Hurry up and wait! #chronicillness #Survivor #autoimmune #disability

It is a well known saying that ‘… time flies…’. There are a few exceptions to this rule, but chief amongst them are when being diagnosed with several autoimmune illnesses and when you are  in medical waiting room or hospital. In both these instances time is agonizing irrelevant.

The problem with medical waiting rooms is that they are full to overflowing with sick people, but most autoimmune’s are beyond sick and yet not quite dead. After you have had an Autoimmune diseases/s for longer than a few years you only go to the doctors for one reason and one reason only. Scripts!!!!

If it wasn’t for needing these little pieces of paper (and the occasional flu shot or infected body part) we would NEVER go near them. Not for all the money in Pfizer’s vaults! They are painful experiences (physically and emotionally). Here is why…

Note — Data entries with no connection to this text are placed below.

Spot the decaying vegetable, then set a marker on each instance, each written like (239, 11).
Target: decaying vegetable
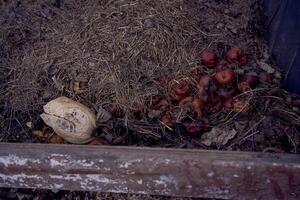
(247, 82)
(225, 77)
(209, 58)
(161, 80)
(69, 119)
(237, 56)
(240, 105)
(225, 92)
(264, 77)
(223, 64)
(243, 86)
(251, 79)
(168, 119)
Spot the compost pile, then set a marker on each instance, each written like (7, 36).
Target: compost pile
(188, 74)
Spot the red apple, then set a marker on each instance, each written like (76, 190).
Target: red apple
(237, 56)
(209, 58)
(225, 77)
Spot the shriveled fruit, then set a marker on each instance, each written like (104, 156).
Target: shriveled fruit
(223, 64)
(70, 119)
(237, 56)
(240, 105)
(225, 92)
(162, 80)
(243, 86)
(168, 119)
(264, 77)
(225, 77)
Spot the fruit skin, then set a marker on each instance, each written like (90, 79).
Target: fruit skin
(237, 56)
(208, 58)
(225, 92)
(251, 79)
(206, 87)
(228, 104)
(240, 106)
(264, 77)
(168, 118)
(180, 89)
(243, 86)
(197, 127)
(247, 83)
(162, 80)
(225, 77)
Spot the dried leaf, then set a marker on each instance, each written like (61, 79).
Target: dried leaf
(266, 67)
(218, 136)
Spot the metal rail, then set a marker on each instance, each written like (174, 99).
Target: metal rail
(175, 172)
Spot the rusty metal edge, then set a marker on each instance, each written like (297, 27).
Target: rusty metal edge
(142, 170)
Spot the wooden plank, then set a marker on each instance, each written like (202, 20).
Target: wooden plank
(175, 172)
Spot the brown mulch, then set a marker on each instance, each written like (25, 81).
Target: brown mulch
(98, 52)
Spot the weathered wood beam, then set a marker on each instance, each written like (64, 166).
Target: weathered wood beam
(175, 172)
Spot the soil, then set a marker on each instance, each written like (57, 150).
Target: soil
(99, 52)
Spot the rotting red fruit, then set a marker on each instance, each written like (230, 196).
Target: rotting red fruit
(207, 83)
(162, 80)
(251, 79)
(240, 106)
(264, 77)
(209, 58)
(213, 105)
(225, 92)
(223, 64)
(196, 73)
(228, 104)
(225, 77)
(206, 87)
(243, 86)
(180, 89)
(168, 119)
(197, 127)
(237, 56)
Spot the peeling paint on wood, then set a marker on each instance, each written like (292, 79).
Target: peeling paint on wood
(175, 172)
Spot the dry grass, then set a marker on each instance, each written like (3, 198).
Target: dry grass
(116, 49)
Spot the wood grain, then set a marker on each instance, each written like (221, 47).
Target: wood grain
(174, 172)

Firstly 99% of the people in medical waiting rooms have come for a sprained ankle, a lingering flu, a hangover, a sick letter for work or maybe some rash they spotted in the mirror while shaving. These people will file in, grab up the dull selection of magazine or use the time to put in some solid Facebook hours. Occasionally they will shift uncomfortably in their seats or even step outside for a phone call or a cigarette. Some of the newer medical centers have a TV mounted in the corner so people can stare at it as the hours slowly pass by, listening to daytime TV, news updates and soap operas; in a zombie like state. For patients like me its the equivalent of having someone beating you with a sledgehammer in the joints, a drill in the skull, a blowtorch to your skin, a metal brush to your feet and – the noise, the lights, the children screaming or crying – It is exhausting and all I want to do is lay down in the fetal position in the corner of the room and cry! This is also true when its time to go to the specialists office, maybe minus a few crying children and there are no plasma T.V.s. Still you are not spared any second of waiting, or pain, or inconvenience, or exhaustion, or mind numbing anguish. “If they meant 5:00 pm, then why did they tell me my appointment was 9:00 am and make sure I am 30 minutes early!?!” Doctors, nurses, specialists and hospitals all seem to forget the most glaringly obvious fact, and that is that you are there because you are in terrible need and in great pain and discomfort. You arent just filling in time. You are not bored and thought you might drop by. I would rather fingers gnawed off then be there! I have given my husband strict instructions that the next time I go to hospital it is because I am either already dead or in a coma and wont remember it anyway. I would rather risk further serious injury to myself then go through another waiting room door. I am proven this on many many occasions!

You see there is no place of comfort for the chronically ill, Autoimmune and disabled, but our own private homes is the closest thing we will ever find. So that’s where I want to stay. That’s where I WANT to stay, but I need those scripts!

Occasionally, after MUCH begging and pleading, my husband has managed to coax our GP to visit us at home but I have been half blind, unable to move and gripping the bed for fear of falling out. My pain level is so high that I can actually see it sending a glow around my body, and I am barely able to utter a cohesive word that doesn’t sound like I am crying, trying to swallow burning coals, throwing up and choking all at the same time. I can barely tell her what’s wrong with me, so my husband speaks for me while I stare blankly at the ceiling. It’s usually at this point she suggests that I should go to hospital and it is usually at this point I start sobbing and muttering “no!” There we are. The classic autoimmune stand off. That’s where we hover; somewhere between needing the care and resources of to a hospital yet wanting the quiet solitude of our own beds. That is my eternal dilemma until someone, somewhere finds a cure.

An AI-er can tell you about every doctor, every test, every drug, every specialist, every side effect, every emergency alternative and work around, all without even batting an eyelid! The most experienced AI-er will even tell you all the public toilets in a 12 mile radius, what to carry in your medical bag (that’s what you healthy people call a purse) and can even tell you (without fear or contradiction) what temperature you are, what flare you are having, when your last infusion was, and what your bloods tests/scans/medications you are about to have within about 5 seconds of looking at you. We can also tell by the look in each others faces how close to death we feel. It is a special power that you develop, a kind of telepathy when words are not enough. Today I had to go get my little pieces of paper and I would rather have my kidney pulled out through my nasal passages and I was sobbing uncontrollably for most of it. After waiting for an hour and a half I stagger to the doctors office migraine screaming, blind, shaking, limping, dizzy, nauseous and near death to be asked “So how are you feeling today!?” (Today!? Today?! I am the same as I have felt for 8 years now; close to death) “Same,” I answer, and hand her my shopping list.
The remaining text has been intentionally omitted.